09/30/2013 3:04PM

Woodbine Entertainment Group cancels profit-sharing programs


Woodbine Entertainment Group canceled a profit-sharing program for its 2,000 employees and cut the pay of its top executives earlier this year in response to a demand from the provincial government, the chairman of the company’s compensation committee and its chief executive said Monday.

Clay Horner, who has been the chairman of Woodbine’s compensation committee for the past seven years, and Nick Eaves, Woodbine’s chief executive since 2010, said the cuts were made as of March 31 after the Ontario Lottery and Gaming Corp. formally replaced a 12-year-old contract that awarded Woodbine a 20 percent cut of revenues from government-owned slot machines at the track with an agreement giving Woodbine a direct transfer from the province’s operating budget.

“The government imposed a condition that we wouldn’t be able to have a profit-sharing program,” Horner said. “We acquiesced.”

The cancellation was first reported by the Toronto Globe and Mail in an article Saturday. The article said the Alcohol and Gaming Commission of Ontario launched a probe into Woodbine’s compensation practices in April 2012 after receiving “a complaint about lucrative pay for Woodbine’s top executives.”

The article said the profit-sharing plans and executive compensation deals “were key factors” in a government-led decision last year to scrap the slot-machine contract with Woodbine, a non-profit company that also owns and operates Mohawk Raceway. The current transfer-payment scheme is considered a short-term arrangement while the province’s current government works out a new plan for the integration of casino gambling and horse racing.

The probe appeared to revolve around whether Woodbine should have awarded annual bonuses to its employees while deriving the brunt of its revenues from government-owned slot machines. According to the Globe and Mail, bonuses for 79 management employees in 2009 averaged $28,000, while profit-sharing payments also were awarded to rank-and-file employees such as mutuel tellers and dining-room employees.

Horner said that all 2,000 employees of the company qualified for profit-sharing payments and that the program paid out approximately $4 million to $4.5 million annually, or 5 percent of the company’s gross profits from all of its revenue sources. He said the existence of the program was known to the Ontario Lottery and Gaming Corp. since it was launched in 2000 and that government agencies had never raised any concerns about the program until 2012.

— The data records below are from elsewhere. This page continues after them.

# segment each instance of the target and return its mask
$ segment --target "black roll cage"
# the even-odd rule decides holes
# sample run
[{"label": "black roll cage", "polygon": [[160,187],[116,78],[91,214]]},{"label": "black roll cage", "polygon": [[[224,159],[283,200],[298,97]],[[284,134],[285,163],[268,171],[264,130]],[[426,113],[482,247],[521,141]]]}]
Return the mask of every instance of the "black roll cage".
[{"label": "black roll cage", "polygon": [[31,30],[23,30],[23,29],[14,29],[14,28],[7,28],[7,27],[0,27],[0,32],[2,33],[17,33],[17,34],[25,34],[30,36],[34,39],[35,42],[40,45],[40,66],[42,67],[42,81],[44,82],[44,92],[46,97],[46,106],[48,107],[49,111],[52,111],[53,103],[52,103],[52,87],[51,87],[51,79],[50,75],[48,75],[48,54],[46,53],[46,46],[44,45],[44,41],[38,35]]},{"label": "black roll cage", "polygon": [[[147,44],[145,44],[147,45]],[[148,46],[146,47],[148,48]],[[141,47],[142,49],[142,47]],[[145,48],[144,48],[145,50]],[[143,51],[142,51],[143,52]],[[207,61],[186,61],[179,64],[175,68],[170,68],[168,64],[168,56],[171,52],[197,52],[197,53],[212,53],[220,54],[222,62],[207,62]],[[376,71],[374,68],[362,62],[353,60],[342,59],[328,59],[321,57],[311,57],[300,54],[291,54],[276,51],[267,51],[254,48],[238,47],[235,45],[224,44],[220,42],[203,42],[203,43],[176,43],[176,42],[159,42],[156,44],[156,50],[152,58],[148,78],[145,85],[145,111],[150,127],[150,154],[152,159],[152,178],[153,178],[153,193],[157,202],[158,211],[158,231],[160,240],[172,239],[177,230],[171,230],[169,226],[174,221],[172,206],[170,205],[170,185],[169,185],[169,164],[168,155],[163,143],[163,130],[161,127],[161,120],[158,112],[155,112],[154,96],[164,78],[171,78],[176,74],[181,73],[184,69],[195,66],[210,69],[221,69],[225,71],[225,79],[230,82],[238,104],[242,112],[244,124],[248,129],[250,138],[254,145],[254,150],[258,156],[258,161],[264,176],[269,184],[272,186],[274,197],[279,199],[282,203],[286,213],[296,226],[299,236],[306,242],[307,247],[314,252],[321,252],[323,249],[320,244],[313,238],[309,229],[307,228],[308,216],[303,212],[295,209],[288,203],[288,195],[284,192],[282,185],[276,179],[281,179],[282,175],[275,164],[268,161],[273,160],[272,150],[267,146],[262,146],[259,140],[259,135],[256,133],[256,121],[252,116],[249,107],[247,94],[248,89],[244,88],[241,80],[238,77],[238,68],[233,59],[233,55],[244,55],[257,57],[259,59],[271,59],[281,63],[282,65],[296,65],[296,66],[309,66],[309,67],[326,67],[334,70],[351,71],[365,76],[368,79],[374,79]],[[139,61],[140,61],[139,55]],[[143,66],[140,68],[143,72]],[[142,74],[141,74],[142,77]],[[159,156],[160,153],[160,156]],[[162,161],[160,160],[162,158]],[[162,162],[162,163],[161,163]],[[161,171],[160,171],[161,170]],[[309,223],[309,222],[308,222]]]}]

The Globe and Mail said that “some managers were also eligible for further payouts under a long-term incentive plan,” but that “the cost of that is not known.” The article also said that Nick Eaves, the current chief executive of the company, was paid “just over $1 million before his compensation was rolled back this year at the urging of the government.”

Eaves would not disclose his prior compensation, but said that as a result of the new arrangement with the province, his current compensation and that of other executives will be disclosed later this year.

“Now that we are receiving a direct transfer from the government, that has changed the rules of our reporting disclosures, including compensation,” Eaves said.

While he would not discuss individual salaries, Horner said that Woodbine determined the compensation for its executives through a review of compensation at companies of “comparable size” in the gambling and entertainment industries and an assessment of the company’s financial performance.

According to data compiled by the AFL-CIO, the average compensation of a chief executive of 13 publicly traded gambling companies in 2012 was $6.6 million, ranging from a low of $877,000 for the chief executive of Monarch Casino and Resort Inc. – the owner of two small casinos – and to a high of $17.7 million for Stephen Wynn at Wynn Resorts. The list includes data from racetrack-casino operators, including Churchill Downs Inc., Penn National Inc., Pinnacle Gaming, and Penn National Gaming Inc., and casino giants like Wynn and MGM.

At the time the probe was launched, casino companies were aggressively lobbying the government to end the deals with Thoroughbred and Standardbred tracks in the hopes of getting a share of the province’s casino business. The government eventually voided the deals at all 17 tracks.

Horner said that he did not believe the Alcohol and Gaming Commission was actively pursuing the probe because of Woodbine’s earlier decision to drop the profit-sharing program, amend its executives’ pay, and put in place “new governance procedures” that he would not detail.

“I would presume they would continue to monitor the implementation of those, but we have no reason to believe that they remain concerned about the profit-sharing program,” Horner said.